Lexical scope and function closures in R

Introduction

R is different to many “easy to use” statistical software packages – it expects to be given commands at the R command prompt. This can be intimidating for new users, but is at the heart of its power. Most powerful software tools have an underlying scripting language. This is because scriptable tools are typically more flexible, and easier to automate, script, program, etc. In fact, even software packages like Excel or Minitab have a macro programming language behind the scenes available for “power users” to exploit.

Programming from the ground up

It is natural to want to automate (repetitive) tasks on a computer, to automate a “work flow”. This is especially natural for computational tasks, as all software tools are built from programming language components, anyway.
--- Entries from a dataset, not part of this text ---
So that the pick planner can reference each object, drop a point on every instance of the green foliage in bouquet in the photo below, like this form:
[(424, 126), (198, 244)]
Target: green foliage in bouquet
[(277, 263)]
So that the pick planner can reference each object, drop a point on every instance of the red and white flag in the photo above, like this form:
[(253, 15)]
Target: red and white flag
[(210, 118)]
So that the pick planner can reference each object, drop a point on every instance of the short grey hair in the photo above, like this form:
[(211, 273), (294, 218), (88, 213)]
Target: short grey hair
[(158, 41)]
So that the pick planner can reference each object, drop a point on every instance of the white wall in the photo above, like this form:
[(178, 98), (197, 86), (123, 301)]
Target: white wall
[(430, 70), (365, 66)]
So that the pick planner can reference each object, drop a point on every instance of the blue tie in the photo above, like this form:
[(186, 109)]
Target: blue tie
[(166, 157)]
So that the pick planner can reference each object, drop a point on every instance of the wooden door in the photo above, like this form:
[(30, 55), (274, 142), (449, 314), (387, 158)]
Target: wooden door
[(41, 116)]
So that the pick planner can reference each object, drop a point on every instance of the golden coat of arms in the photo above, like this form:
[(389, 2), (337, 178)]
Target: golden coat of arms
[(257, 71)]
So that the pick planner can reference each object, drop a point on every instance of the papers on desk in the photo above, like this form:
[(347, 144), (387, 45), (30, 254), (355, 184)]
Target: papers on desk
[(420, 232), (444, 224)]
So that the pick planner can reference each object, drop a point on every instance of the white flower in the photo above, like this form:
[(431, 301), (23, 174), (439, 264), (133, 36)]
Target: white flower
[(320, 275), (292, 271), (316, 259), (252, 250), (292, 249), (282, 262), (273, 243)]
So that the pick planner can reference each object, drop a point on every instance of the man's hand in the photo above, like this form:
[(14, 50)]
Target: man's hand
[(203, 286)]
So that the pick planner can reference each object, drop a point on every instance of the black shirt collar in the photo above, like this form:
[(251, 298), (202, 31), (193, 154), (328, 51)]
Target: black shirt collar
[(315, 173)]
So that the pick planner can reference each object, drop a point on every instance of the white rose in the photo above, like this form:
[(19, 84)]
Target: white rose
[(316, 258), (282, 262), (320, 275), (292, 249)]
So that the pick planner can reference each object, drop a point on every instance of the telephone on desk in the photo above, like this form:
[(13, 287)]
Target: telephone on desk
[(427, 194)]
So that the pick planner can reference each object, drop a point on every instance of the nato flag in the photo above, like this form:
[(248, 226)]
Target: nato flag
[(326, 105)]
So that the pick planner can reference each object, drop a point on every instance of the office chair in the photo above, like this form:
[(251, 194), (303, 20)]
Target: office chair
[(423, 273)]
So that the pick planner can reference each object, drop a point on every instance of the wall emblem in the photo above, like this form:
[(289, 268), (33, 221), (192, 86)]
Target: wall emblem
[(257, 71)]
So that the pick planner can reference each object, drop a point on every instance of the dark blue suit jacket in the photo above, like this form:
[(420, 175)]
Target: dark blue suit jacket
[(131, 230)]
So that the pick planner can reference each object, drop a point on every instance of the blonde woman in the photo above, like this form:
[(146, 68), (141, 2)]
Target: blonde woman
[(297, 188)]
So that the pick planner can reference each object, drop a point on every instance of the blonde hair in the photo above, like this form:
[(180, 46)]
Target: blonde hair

In R, you do stuff by executing a sequence of commands. By putting a bunch of commands one after another into a text file, we can source the file, and script R. Scripting is the simplest form of programming – automating a sequence of tasks. Indeed, in Unix (including Linux and MacOS), we can put a bunch of Unix shell commands together in a shell script. In Windows, you can put a bunch of terminal commands together in a batch file.

Next, one can add in simple control structures, to support looping, branching and conditional execution. Looping allows repetition of very similar tasks. Branching and conditional execution allow decisions to be made depending on what has already happened. Most scripting languages support simple control structures – this allows carrying out of tasks which we could do in principle, but perhaps not in practice, due to the laborious and repetitive nature of some work-flows. We can go a long way with this, but…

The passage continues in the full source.